Awesome

OnlineLearning

An implementation of online mini-batch learning for prediction in julia.

Learners

A Learner is fit by repeated calls to update!(l::Learner, x::DSMat{Float64}, y::Vector{Float64}) on mini-batches (x, y) of a dataset. Updating a learner incrementally optimizes some loss function. The loss function depends on the implementation of concrete subtypes of Learner. The actual optimization routine is implemented by an AbstractSGD object.

Values of the outcome are predicted with predict(l::Learner, x::DSMat{Float64}). The predict!(obj::Learner, pr::Vector{Float64}, x::DSMat{Float64}) method calculates predictions in place.

Features (x) can be either a dense or sparse matrix. (DSMat{T} is an alias for DenseMatrix{T} or SparseMatrixCSC{T, Ti <: Integer})

Available learners

GLMLearner(m::GLMModel, optimizer::AbstractSGD) - GLMs without regularization.
GLMNetLearner(m::GLMModel, optimizer::AbstractSGD, lambda1 = 0.0, lambda2 = 0.0) - GLMs with l_1 and l_2 regularization.
SVMLearner - support vector machine, not fully implemented

The type of GLM is specified by GLMModel. Choices are:

LinearModel() for least squares
LogisticModel() for logistic regression
QuantileModel(tau=0.5) for tau-quantile regression.

Optimization

All of the learners require an optimizer of some sort. Currently, stochastic gradient descent type methods are provided by the AbstractSGD type.
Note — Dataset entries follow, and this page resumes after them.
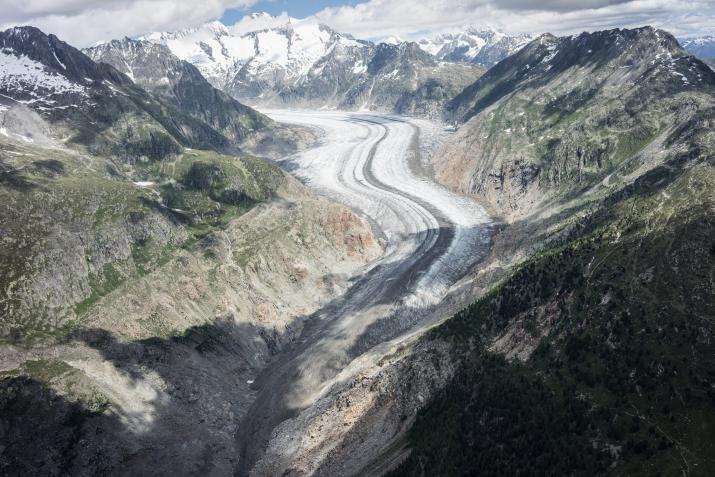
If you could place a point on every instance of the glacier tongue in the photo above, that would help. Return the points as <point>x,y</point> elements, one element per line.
<point>366,161</point>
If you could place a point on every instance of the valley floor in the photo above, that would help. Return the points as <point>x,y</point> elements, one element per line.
<point>433,238</point>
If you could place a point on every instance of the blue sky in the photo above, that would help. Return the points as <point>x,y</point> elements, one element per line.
<point>369,19</point>
<point>294,8</point>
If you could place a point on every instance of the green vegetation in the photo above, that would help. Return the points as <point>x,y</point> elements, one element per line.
<point>73,224</point>
<point>623,382</point>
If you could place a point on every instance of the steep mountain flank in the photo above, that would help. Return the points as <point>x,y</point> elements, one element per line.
<point>102,109</point>
<point>703,47</point>
<point>472,45</point>
<point>565,115</point>
<point>157,70</point>
<point>591,355</point>
<point>584,341</point>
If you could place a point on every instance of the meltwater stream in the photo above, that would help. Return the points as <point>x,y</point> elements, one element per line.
<point>368,162</point>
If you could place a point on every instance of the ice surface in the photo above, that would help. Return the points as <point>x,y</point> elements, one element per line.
<point>366,162</point>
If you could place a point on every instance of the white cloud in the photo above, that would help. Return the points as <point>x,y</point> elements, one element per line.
<point>84,22</point>
<point>381,18</point>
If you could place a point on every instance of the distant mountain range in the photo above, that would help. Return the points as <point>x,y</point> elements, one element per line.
<point>301,62</point>
<point>484,47</point>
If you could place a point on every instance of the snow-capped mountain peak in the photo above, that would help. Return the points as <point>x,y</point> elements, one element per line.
<point>277,47</point>
<point>484,46</point>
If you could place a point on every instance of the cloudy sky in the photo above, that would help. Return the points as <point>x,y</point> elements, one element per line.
<point>85,22</point>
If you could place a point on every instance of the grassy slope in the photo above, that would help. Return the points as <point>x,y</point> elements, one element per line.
<point>622,381</point>
<point>75,228</point>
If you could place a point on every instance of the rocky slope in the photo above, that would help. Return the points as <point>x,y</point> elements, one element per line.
<point>99,108</point>
<point>306,64</point>
<point>590,355</point>
<point>140,295</point>
<point>583,342</point>
<point>472,45</point>
<point>157,70</point>
<point>703,47</point>
<point>564,115</point>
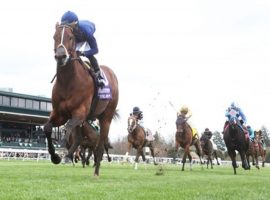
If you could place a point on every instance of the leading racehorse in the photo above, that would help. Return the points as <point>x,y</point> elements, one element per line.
<point>236,140</point>
<point>75,96</point>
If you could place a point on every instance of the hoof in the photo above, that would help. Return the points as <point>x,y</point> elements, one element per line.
<point>87,162</point>
<point>55,159</point>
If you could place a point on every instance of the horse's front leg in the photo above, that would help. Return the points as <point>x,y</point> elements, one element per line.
<point>70,126</point>
<point>104,130</point>
<point>139,152</point>
<point>153,154</point>
<point>232,154</point>
<point>55,158</point>
<point>199,150</point>
<point>185,157</point>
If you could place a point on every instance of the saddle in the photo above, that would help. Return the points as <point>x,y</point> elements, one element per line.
<point>148,135</point>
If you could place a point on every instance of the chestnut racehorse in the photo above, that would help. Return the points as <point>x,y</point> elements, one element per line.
<point>184,138</point>
<point>208,150</point>
<point>74,95</point>
<point>137,140</point>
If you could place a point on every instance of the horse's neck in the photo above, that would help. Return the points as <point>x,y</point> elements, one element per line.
<point>74,71</point>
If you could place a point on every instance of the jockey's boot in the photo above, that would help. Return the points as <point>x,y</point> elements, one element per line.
<point>100,79</point>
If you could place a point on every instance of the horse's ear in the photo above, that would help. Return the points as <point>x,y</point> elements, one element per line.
<point>57,24</point>
<point>73,24</point>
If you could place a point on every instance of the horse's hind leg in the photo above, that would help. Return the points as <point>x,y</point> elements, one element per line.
<point>199,150</point>
<point>244,160</point>
<point>232,154</point>
<point>55,158</point>
<point>104,130</point>
<point>153,154</point>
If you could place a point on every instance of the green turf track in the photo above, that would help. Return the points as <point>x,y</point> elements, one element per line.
<point>43,180</point>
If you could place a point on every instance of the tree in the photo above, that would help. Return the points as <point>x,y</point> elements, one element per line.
<point>218,139</point>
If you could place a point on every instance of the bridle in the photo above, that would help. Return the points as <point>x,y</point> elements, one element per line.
<point>132,124</point>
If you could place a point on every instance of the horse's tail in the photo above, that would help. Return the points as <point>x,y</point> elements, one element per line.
<point>116,115</point>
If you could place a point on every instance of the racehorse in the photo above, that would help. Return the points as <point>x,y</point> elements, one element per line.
<point>236,140</point>
<point>75,95</point>
<point>256,150</point>
<point>184,138</point>
<point>253,151</point>
<point>262,146</point>
<point>137,140</point>
<point>208,150</point>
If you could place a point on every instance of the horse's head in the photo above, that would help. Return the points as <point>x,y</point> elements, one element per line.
<point>204,139</point>
<point>64,43</point>
<point>181,123</point>
<point>132,124</point>
<point>233,118</point>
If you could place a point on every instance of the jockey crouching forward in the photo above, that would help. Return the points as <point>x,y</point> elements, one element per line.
<point>251,133</point>
<point>239,114</point>
<point>138,114</point>
<point>86,43</point>
<point>185,112</point>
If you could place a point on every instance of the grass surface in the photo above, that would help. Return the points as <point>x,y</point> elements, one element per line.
<point>43,180</point>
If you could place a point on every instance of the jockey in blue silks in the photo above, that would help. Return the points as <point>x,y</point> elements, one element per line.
<point>251,133</point>
<point>86,42</point>
<point>239,111</point>
<point>240,114</point>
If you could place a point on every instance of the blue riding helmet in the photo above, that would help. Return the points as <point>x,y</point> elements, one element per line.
<point>233,105</point>
<point>136,110</point>
<point>69,17</point>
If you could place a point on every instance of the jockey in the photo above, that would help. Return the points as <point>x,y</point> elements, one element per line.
<point>251,133</point>
<point>208,133</point>
<point>239,111</point>
<point>240,114</point>
<point>137,113</point>
<point>83,32</point>
<point>186,113</point>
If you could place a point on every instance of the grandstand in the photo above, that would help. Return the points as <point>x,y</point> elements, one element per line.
<point>21,120</point>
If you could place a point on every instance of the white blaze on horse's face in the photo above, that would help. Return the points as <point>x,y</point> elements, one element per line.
<point>132,124</point>
<point>61,53</point>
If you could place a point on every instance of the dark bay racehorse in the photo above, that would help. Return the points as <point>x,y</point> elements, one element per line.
<point>253,152</point>
<point>236,140</point>
<point>137,140</point>
<point>208,150</point>
<point>74,96</point>
<point>184,138</point>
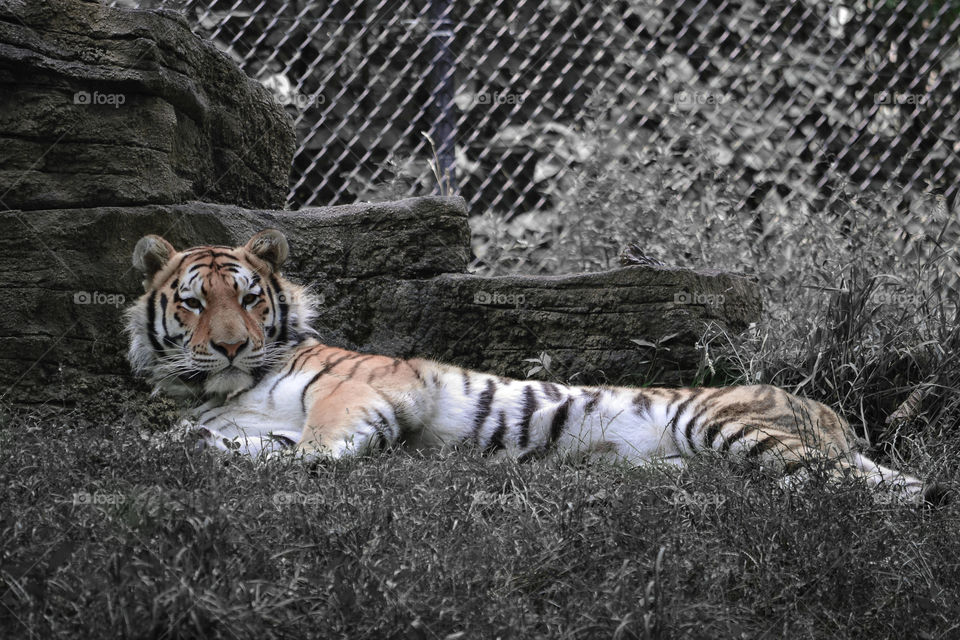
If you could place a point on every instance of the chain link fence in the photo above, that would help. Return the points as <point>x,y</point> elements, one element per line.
<point>796,103</point>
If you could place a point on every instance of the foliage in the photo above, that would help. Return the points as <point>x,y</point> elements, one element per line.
<point>136,539</point>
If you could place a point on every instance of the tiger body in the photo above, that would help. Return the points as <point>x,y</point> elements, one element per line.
<point>222,328</point>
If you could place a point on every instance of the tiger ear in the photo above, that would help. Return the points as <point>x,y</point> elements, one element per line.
<point>270,246</point>
<point>150,255</point>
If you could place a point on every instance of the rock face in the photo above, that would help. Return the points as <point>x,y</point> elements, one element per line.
<point>103,106</point>
<point>391,279</point>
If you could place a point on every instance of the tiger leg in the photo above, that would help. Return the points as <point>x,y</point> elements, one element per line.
<point>788,452</point>
<point>352,419</point>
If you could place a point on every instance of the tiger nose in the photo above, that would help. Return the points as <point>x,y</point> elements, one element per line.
<point>229,349</point>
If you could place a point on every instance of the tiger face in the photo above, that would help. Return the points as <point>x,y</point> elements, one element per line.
<point>214,319</point>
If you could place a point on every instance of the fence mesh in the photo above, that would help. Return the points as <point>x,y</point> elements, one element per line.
<point>798,103</point>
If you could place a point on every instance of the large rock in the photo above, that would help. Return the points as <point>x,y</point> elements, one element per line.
<point>391,276</point>
<point>108,106</point>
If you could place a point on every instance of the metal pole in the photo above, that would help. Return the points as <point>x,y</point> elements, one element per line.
<point>442,89</point>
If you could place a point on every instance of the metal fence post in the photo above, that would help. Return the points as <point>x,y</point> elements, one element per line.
<point>442,89</point>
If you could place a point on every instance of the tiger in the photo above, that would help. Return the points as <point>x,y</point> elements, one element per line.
<point>222,330</point>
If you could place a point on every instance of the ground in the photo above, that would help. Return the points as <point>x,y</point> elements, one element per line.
<point>104,533</point>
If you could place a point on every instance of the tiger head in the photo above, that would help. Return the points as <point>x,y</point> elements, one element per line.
<point>214,319</point>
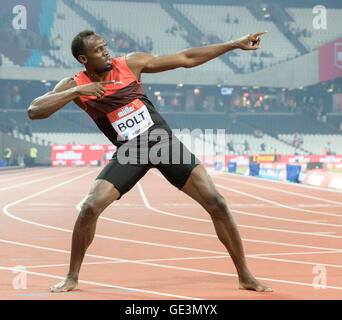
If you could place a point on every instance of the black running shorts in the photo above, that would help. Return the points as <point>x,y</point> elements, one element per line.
<point>129,165</point>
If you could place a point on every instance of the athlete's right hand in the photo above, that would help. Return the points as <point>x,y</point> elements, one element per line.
<point>93,89</point>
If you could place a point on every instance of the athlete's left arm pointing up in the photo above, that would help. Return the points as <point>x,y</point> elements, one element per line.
<point>140,62</point>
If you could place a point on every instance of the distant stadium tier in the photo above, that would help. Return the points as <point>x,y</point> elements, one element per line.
<point>330,60</point>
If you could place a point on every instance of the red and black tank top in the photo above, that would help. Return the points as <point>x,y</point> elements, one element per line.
<point>124,112</point>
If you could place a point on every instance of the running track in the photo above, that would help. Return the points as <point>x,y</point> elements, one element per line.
<point>156,243</point>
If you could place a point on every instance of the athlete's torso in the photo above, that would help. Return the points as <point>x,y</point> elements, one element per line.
<point>124,111</point>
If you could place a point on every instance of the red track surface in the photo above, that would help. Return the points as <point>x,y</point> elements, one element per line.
<point>157,243</point>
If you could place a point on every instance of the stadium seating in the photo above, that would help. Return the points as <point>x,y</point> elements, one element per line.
<point>303,19</point>
<point>317,143</point>
<point>67,28</point>
<point>210,19</point>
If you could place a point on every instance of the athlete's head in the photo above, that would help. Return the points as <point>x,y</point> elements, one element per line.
<point>90,49</point>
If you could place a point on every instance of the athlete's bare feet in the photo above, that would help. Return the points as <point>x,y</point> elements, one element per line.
<point>251,283</point>
<point>67,284</point>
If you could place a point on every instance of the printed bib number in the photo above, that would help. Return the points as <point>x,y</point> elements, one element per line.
<point>131,120</point>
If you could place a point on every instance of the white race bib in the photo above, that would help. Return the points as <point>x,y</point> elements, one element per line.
<point>131,120</point>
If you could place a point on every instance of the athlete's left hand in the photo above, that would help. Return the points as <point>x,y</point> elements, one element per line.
<point>250,41</point>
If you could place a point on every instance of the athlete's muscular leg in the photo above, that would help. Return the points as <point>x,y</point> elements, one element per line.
<point>101,195</point>
<point>201,188</point>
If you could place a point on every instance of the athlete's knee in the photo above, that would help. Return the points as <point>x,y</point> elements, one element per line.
<point>89,211</point>
<point>217,207</point>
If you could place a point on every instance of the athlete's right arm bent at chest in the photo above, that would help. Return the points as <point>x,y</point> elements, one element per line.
<point>64,92</point>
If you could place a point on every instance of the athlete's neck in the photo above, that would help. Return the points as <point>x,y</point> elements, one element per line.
<point>97,77</point>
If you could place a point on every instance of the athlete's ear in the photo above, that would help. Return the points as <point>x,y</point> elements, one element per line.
<point>82,58</point>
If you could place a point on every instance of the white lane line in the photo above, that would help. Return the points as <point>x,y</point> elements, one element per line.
<point>37,180</point>
<point>22,175</point>
<point>288,219</point>
<point>173,267</point>
<point>104,285</point>
<point>291,184</point>
<point>240,225</point>
<point>263,255</point>
<point>278,190</point>
<point>5,210</point>
<point>296,253</point>
<point>277,203</point>
<point>117,262</point>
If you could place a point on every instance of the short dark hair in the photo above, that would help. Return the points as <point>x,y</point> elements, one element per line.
<point>77,44</point>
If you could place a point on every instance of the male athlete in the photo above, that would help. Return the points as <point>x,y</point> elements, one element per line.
<point>110,91</point>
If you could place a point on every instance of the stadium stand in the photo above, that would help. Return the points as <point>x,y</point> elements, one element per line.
<point>311,37</point>
<point>60,20</point>
<point>276,44</point>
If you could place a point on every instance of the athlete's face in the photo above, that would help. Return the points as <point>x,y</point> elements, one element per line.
<point>96,54</point>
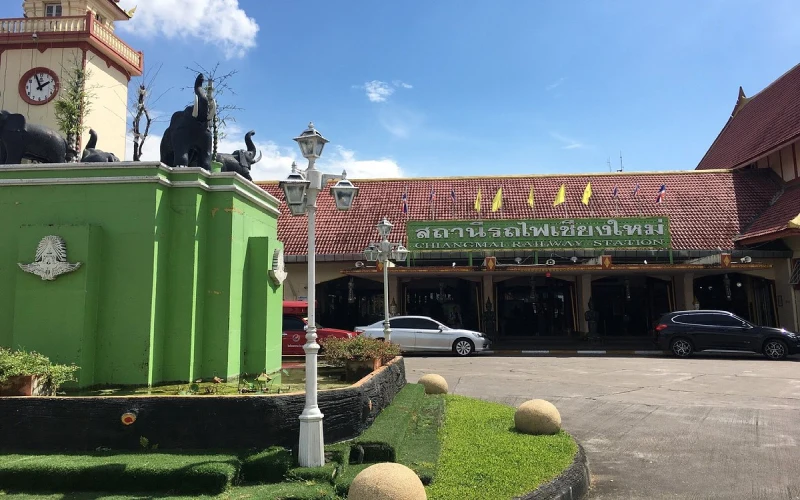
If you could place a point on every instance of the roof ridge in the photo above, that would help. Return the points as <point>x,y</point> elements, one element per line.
<point>527,176</point>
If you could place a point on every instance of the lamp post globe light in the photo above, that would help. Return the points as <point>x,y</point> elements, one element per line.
<point>384,252</point>
<point>301,190</point>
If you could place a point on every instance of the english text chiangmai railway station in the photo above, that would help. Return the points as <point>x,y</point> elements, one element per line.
<point>530,259</point>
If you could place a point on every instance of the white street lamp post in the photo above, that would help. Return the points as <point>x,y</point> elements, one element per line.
<point>301,190</point>
<point>383,252</point>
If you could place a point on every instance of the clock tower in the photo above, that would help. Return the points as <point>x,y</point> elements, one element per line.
<point>38,50</point>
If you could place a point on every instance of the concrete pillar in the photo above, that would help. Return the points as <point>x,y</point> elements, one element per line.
<point>394,294</point>
<point>584,294</point>
<point>785,296</point>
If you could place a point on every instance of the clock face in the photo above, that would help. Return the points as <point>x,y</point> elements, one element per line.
<point>39,86</point>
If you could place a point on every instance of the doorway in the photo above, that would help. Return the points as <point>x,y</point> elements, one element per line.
<point>628,306</point>
<point>536,307</point>
<point>451,301</point>
<point>749,297</point>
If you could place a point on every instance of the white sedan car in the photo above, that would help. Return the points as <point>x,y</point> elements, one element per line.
<point>420,333</point>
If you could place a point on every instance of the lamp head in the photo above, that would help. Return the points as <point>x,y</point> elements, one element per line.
<point>371,253</point>
<point>344,192</point>
<point>400,253</point>
<point>311,142</point>
<point>384,227</point>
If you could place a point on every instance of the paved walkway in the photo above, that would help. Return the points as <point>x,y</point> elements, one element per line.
<point>655,428</point>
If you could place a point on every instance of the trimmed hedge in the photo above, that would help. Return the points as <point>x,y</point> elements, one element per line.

An AbstractSGD implements an update!(obj::AbstractSGD{Float64}, weights::Vector{Float64}, gr::Vector{Float64}) method. This takes the current value of the weight(coefficient) vector and gradient and updates the weight vector in place. The AbstractSGD instance stores tuning parameters and step information, and may have additional storage additional storage for if necessary.

Available optimizers:

SimpleSGD(alpha1::Float64, alpha2::Float64) - Standard SGD where step size is alpha1/(1.0 + alpha1 * alpha2 * t).
AdaDelta(rho::Float64, eps::Float64) - Implementation of Algorithm 1 here.
AdaGrad(eta::Float64) Stepsize is for weight j eta /[sqrt(sum of grad_j^2 up to t) + 1.0e-8]. Paper.
AveragedSGD(alpha1::Float64, alpha2::Float64, t0::Int) - Described in section 5.3 here with step size alpha1/(1.0 + alpha1 * alpha2 * t)^(3/4)

Notes

This is a work in progress. Most testing has been in simulations and not with real data. GLMLearner and GLMNetLearner with l_2 regularization seem to work pretty well. GLMNetLearner with l_1 regularization has not been thoroughly tested. Statistical performance tends to be pretty senstive to choice of optimizer and tuning parameters.

TODO

Everything is implemented in terms of Float64. Should allow for Float32 as well.
Finish the SVM implementation, perhaps add Pegasos implementation
Automatic transformations of features
More useful interfaces/DataFrames interface
More checking of data
Automatic bounding for predictions
Remove GLMLearner in favor of GLMNetLearner
Better docs
Eliminate extra memory allocation